Prepare a VariantPredicate for testing if the variant’s change length is above, below, or (not) equal to certain threshold.

See also

See Change length of an allele for more info.

Example

Make a predicate for testing if the change length is less than or equal to -10, e.g. to test if a variant is a deletion leading to removal of at least 10 base pairs:

>>> from gpsea.analysis.predicate import change_length
>>> predicate = change_length('<=', -10)
>>> predicate.description
'change length <= -10'
Parameters:
  • operator – a str with the desired test. Must be one of { '<', '<=', '==', '!=', '>=', '>' }.

  • threshold – an int with the threshold. Can be negative, zero, or positive.

gpsea.analysis.predicate.is_structural_deletion(threshold: int = -50) VariantPredicate[source]

Prepare a VariantPredicate for testing if the variant is a chromosomal deletion or a structural variant deletion that leads to removal of at least n base pairs (50bp by default).

Note

The predicate uses change_length() to determine if the length of the variant is above or below threshold.

IMPORTANT: the change lengths of deletions are negative, since the alternate allele is shorter than the reference allele.

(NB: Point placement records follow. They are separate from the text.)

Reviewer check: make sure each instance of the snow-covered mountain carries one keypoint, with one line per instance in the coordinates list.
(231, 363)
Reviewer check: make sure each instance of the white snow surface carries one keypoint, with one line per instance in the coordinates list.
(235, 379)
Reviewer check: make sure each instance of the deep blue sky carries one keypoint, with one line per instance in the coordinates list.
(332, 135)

See Change length of an allele for more info.

Example

Prepare a predicate for testing if the variant is a chromosomal deletion that removes at least 20 base pairs:

>>> from gpsea.analysis.predicate import is_structural_deletion
>>> predicate = is_structural_deletion(-20)
>>> predicate.description
'(structural type is SO:1000029 OR (variant class is DEL AND change length <= -20))'
Parameters:

threshold – an int with the change length threshold to determine if a variant is “structural” (-50 bp by default).

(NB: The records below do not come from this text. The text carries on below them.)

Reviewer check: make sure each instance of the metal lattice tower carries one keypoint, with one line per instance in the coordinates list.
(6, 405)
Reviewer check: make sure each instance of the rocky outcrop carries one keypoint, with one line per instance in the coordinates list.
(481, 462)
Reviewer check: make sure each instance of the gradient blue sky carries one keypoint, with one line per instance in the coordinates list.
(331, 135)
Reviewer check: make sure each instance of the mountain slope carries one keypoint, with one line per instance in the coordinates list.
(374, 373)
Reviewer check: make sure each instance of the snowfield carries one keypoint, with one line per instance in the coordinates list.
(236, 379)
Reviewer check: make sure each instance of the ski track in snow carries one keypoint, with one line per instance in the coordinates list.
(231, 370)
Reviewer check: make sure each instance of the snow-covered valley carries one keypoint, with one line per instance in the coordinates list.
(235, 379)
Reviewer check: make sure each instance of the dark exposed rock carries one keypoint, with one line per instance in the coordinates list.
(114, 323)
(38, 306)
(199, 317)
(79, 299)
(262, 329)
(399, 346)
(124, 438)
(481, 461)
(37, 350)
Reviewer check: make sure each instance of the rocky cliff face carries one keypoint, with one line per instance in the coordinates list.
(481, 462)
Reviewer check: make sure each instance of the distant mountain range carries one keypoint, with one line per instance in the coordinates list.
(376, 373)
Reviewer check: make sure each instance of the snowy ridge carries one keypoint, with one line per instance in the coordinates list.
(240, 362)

gpsea.analysis.predicate.protein_feature_type(feature_type: FeatureType | str, protein_metadata: ProteinMetadata) VariantPredicate[source]

Prepare a VariantPredicate to test if the variant affects a feature_type of a protein.

Parameters:
  • feature_type – the target protein FeatureType (e.g. DOMAIN).

  • protein_metadata – the information about the protein.

gpsea.analysis.predicate.protein_feature(feature_id: str, protein_metadata: ProteinMetadata) VariantPredicate[source]

Prepare a VariantPredicate to test if the variant affects a protein feature labeled with the provided feature_id.

Parameters:
  • feature_id – the id of the target protein feature (e.g. ANK 1)

  • protein_metadata – the information about the protein.